A partir de lo anterior, propongo las siguientes líneas de acción para los entes del Estado involucrados en la contratación pública de la reconstrucción:
- Elaboración de un modelo estándar de expediente de Contratación Directa con Comparación de Ofertas, que incluya de manera sistemática: (i) el fundamento fáctico de la relación entre el objeto contractual y la emergencia declarada; (ii) al menos dos o tres ofertas efectivamente comparadas, con criterios objetivos de evaluación; y (iii) el informe técnico o administrativo que sustente la selección final.
- Publicación proactiva de contratos de emergencia, incluyendo objeto, monto, contratista y plazo de ejecución, en un repositorio de acceso público, incluso cuando la modalidad empleada sea la Contratación Directa con Comparación de Ofertas recomendada por el SNC.
- Estandarización de pliegos técnicos mínimos para obras de reconstrucción en zonas de riesgo sísmico, elaborados con participación de colegios profesionales de ingeniería y arquitectura, en línea con el régimen especial de control técnico ya instado por el Colegio de Arquitectos de Venezuela tras el decreto.
- Auditorías concurrentes, no solo posteriores, sobre los contratos suscritos bajo el régimen de emergencia, a cargo de las unidades de auditoría interna de cada organismo, anticipándose así al ejercicio de calificación que corresponde efectuar al SNC sobre la justificación de estas contrataciones.

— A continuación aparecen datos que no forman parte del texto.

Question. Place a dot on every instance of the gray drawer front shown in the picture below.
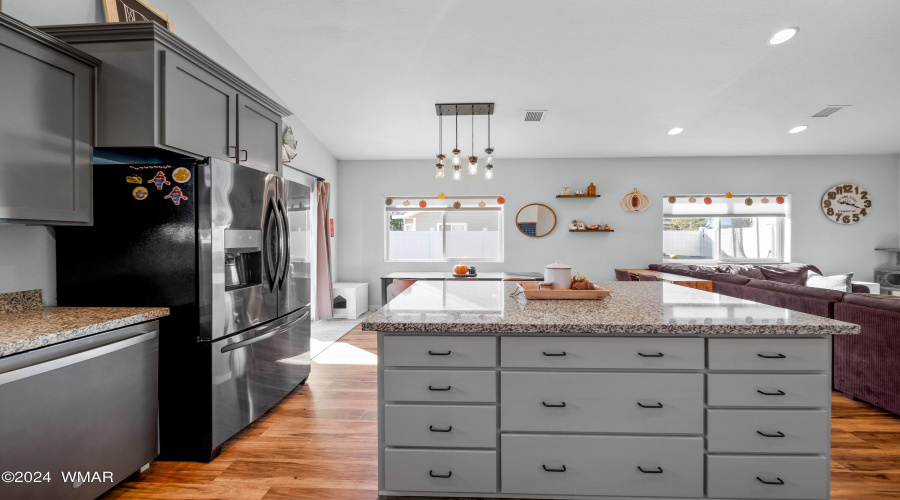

- Capacitación acelerada al personal de las coordinaciones de contrataciones de los organismos con mayor carga de reconstrucción,en materia de procedimientos de emergencia, prevención de legitimación de capitales y gestión documental de garantías, aprovechando los canales de consulta que el propio SNC ha puesto a disposición a través de sus medios electrónicos.
- Conclusión.
La emergencia sísmica de junio de 2026 plantea a Venezuela el reto de ejecutar, en un plazo comprimido, un volumen de contratación pública destinado a la reconstrucción que exigirá tanto celeridad como rigor técnico y transparencia. El marco jurídico de excepción activado por el Decreto N° 5.364, precisado operativamente por el Comunicado SNC/DG/2026/N°0389, ofrece las herramientas para actuar con la urgencia que la situación demanda, habilitando de manera clara la Contratación Directa con Comparación de Ofertas como vía principal para garantizar la continuidad de las operaciones de los órganos y entes afectados. Su eficacia, sin embargo, dependerá de que los entes contratantes no renuncien, en el camino, a los controles mínimos que garantizan que los recursos destinados a la población afectada cumplan efectivamente su propósito: documentar con rigor la relación entre cada contratación y la emergencia, realizar un ejercicio real de comparación de ofertas, y mantener la trazabilidad y publicidad del gasto. La magnitud del desastre convierte a la gestión de estas contrataciones en una de las pruebas institucionales más relevantes que enfrentará el sistema de contratación pública venezolano en los próximos años.
Referencias.
- Reglamento de Ley de Contrataciones Públicas.
- Decreto N° 5.364, Gaceta Oficial Extraordinaria N° 7.039, 24 de junio de 2026. Presidencia de la República Bolivariana de Venezuela.
- Decreto con Rango, Valor y Fuerza de Ley de Contrataciones Públicas de la República Bolivariana de Venezuela.
- Comunicado SNC/DG/2026/N° 0389, 25 de junio de 2026. Servicio Nacional de Contrataciones.
- Comunicado sobre régimen especial de control técnico, 3 de julio de 2026. Colegio de Arquitectos de Venezuela.